India: The Madhya Pradesh government has taken the decision to appoint a new Principle Chief Conservator of Forest (wildlife). On Monday, Aseem Shrivastava became the Chief after replacing JS Chauhan from the post. JS Chauhan was transferred and given the post at the PCCF production headquarters located in Bhopal. However, the reason behind Chauhan’s transfer has not been revealed yet. The this order comes after the death of two male South African cheetahs who were kept at Kuno National Park.
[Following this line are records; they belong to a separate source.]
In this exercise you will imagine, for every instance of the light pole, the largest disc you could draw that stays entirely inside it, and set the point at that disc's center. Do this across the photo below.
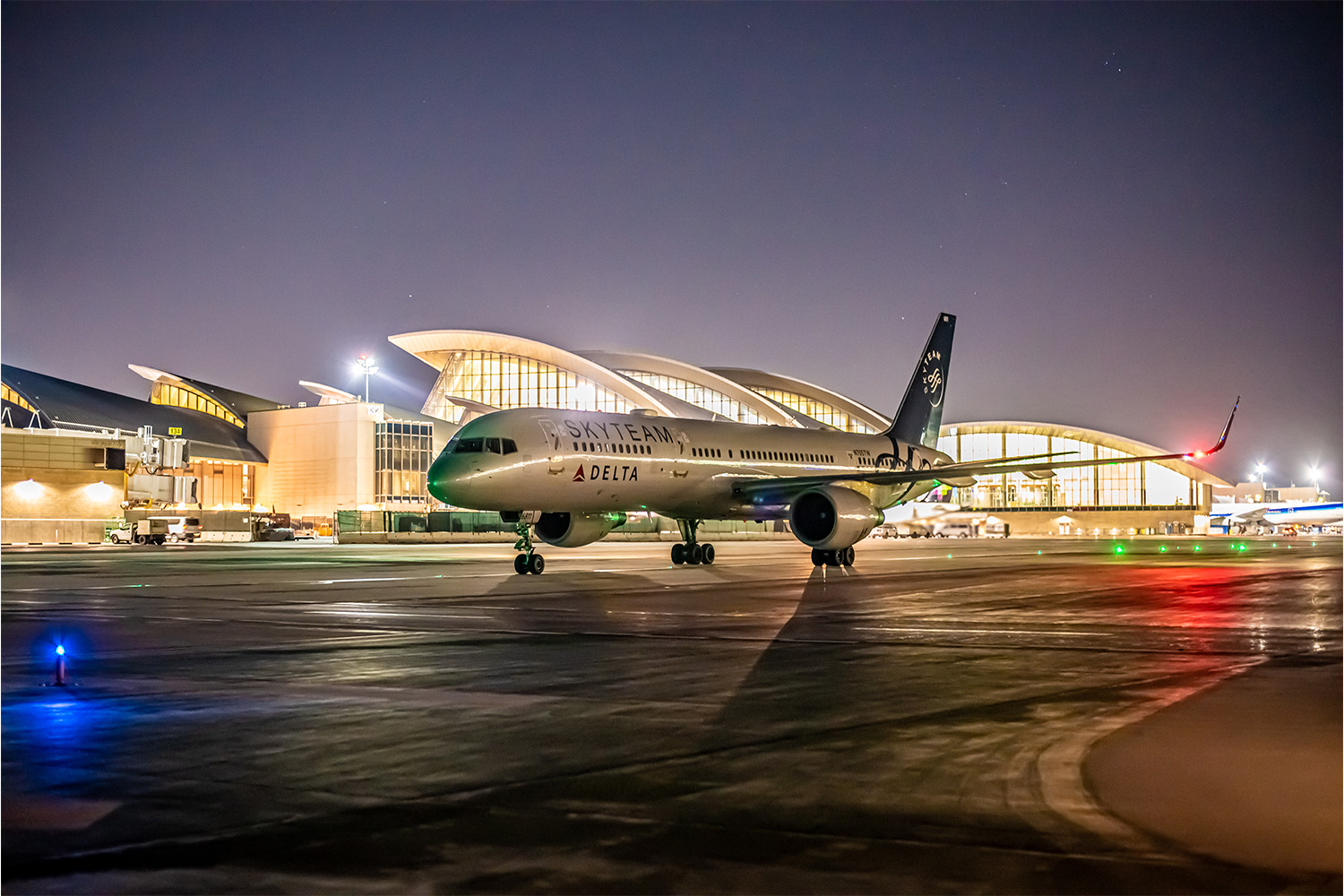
(365, 363)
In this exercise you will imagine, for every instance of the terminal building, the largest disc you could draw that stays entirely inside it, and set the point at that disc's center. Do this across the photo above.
(339, 457)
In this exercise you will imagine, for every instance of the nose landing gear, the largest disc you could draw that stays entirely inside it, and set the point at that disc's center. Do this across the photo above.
(529, 560)
(691, 552)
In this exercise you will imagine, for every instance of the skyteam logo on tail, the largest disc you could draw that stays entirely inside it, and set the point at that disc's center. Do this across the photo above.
(930, 374)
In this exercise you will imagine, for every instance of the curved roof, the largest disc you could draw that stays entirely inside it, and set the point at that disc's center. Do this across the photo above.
(768, 410)
(239, 403)
(1094, 437)
(435, 349)
(330, 394)
(761, 379)
(65, 402)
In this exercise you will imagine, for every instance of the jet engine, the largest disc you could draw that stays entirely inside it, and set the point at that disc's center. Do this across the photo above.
(575, 530)
(832, 516)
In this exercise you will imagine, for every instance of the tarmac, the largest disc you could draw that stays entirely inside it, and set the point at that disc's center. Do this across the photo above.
(1254, 761)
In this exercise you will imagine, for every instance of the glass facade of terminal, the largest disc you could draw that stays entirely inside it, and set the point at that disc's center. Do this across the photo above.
(402, 454)
(505, 382)
(698, 395)
(820, 411)
(1118, 487)
(175, 395)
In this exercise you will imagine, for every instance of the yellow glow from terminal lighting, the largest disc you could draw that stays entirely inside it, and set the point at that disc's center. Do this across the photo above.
(99, 490)
(29, 489)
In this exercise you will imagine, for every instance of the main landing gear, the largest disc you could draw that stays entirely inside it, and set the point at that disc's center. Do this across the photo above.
(691, 552)
(840, 556)
(527, 562)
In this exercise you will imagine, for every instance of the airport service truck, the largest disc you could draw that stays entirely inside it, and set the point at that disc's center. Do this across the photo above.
(144, 532)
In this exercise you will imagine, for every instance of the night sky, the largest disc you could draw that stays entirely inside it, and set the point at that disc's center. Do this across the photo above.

These South African cheetahs were brought to the kuno national park in March. After which a total of 8 cheetahs died. This also included three cubs which were born after the cheetahs were brought to the Kuno National Park. The death of two male cheetahs in just four days is a matter of concern. It is being speculated that, this could have been the reason behind the post transfer of the previous Chief. However, no official statement has been released regarding the matter. The order of appointment of the new chief was done almost immediately.
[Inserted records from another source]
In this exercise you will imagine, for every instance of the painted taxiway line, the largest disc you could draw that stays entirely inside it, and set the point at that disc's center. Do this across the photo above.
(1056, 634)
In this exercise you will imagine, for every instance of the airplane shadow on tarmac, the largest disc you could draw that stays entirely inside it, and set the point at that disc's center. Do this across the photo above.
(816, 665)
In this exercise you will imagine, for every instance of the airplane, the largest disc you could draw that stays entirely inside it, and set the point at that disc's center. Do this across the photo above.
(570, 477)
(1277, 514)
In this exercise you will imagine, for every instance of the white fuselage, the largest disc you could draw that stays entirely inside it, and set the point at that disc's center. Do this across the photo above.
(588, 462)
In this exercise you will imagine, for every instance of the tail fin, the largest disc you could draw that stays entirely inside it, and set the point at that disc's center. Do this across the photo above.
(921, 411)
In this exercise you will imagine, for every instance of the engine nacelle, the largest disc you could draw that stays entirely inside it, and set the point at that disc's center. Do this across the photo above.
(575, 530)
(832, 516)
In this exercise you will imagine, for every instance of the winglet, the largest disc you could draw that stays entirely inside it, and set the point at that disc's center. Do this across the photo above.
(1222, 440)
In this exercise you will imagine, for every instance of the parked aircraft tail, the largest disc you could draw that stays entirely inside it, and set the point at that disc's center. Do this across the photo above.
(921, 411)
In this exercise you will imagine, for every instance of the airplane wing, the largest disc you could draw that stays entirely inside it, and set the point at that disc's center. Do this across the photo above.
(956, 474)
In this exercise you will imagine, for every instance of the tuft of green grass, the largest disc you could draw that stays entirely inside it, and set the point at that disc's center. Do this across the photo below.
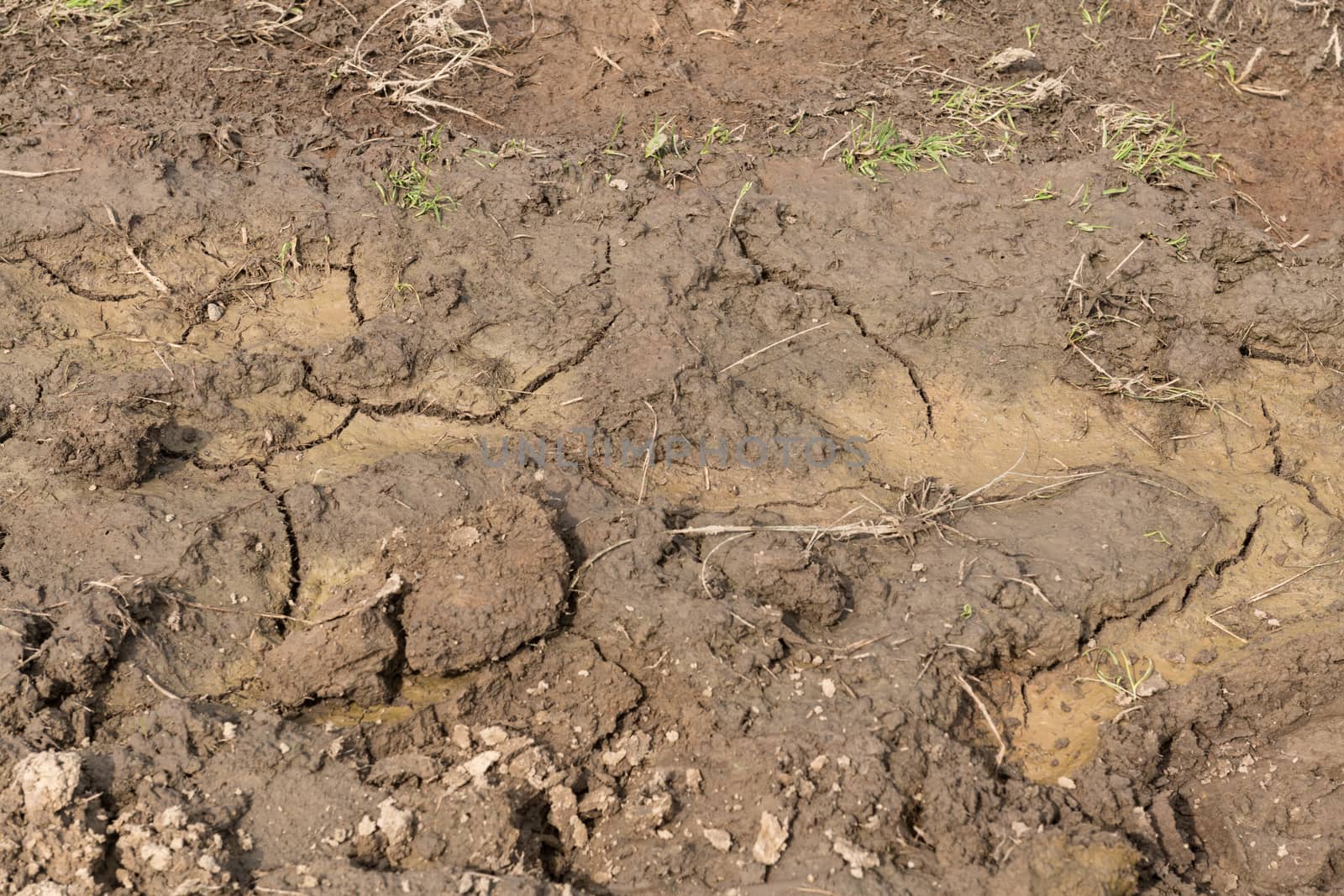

12 African cheetahs brought to India
The South African cheetahs were brought to India after the Government of India declared cheetahs as extinct species. This declaration was done seven decades ago in 1952. The wild cats were seen last in 1948, in India, when three of them were shot in the Sal woods of Chattisgarh’s Kooriya district. Under the direction of Prime Minister Narendra Modi, 12 African cheetahs, which included seven male and five female, were brought to the Kuno National Park.
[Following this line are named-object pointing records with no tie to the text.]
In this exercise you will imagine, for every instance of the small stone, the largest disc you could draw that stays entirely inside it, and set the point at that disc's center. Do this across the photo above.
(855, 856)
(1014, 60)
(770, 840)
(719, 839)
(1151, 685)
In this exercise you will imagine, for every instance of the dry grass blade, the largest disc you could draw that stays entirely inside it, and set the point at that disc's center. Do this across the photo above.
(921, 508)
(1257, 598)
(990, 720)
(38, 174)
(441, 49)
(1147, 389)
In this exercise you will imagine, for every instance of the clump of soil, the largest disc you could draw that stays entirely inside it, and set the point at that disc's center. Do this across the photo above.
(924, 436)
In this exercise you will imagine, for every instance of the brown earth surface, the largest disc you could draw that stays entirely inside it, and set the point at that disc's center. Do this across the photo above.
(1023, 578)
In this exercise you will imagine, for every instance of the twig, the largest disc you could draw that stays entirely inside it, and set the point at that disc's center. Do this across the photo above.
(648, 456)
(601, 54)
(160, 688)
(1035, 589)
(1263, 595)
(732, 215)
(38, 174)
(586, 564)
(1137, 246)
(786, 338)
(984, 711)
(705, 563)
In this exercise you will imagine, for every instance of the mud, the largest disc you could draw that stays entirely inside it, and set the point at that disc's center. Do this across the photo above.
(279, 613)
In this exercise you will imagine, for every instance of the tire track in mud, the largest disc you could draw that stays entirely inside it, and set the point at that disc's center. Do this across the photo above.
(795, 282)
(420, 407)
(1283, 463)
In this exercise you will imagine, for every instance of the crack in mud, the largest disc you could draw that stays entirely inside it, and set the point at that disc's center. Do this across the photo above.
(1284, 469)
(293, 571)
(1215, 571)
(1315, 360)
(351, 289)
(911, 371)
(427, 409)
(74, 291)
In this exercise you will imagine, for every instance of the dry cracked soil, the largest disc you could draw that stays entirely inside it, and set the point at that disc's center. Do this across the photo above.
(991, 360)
The process was apart of collaboration between the Indian government as well as the African nation of Namibia. The cheetahs were brought from Namibia after 7 years of work under the project. The aim is to create a second home for the species which have been already listed as vulnerable by the International Union for Conservation of Nature. Meanwhile, experts suggest that India does not have appropriate Habitat as well as prey species which are necessary for the African cheetahs to survive. This could lead to more deaths in the future.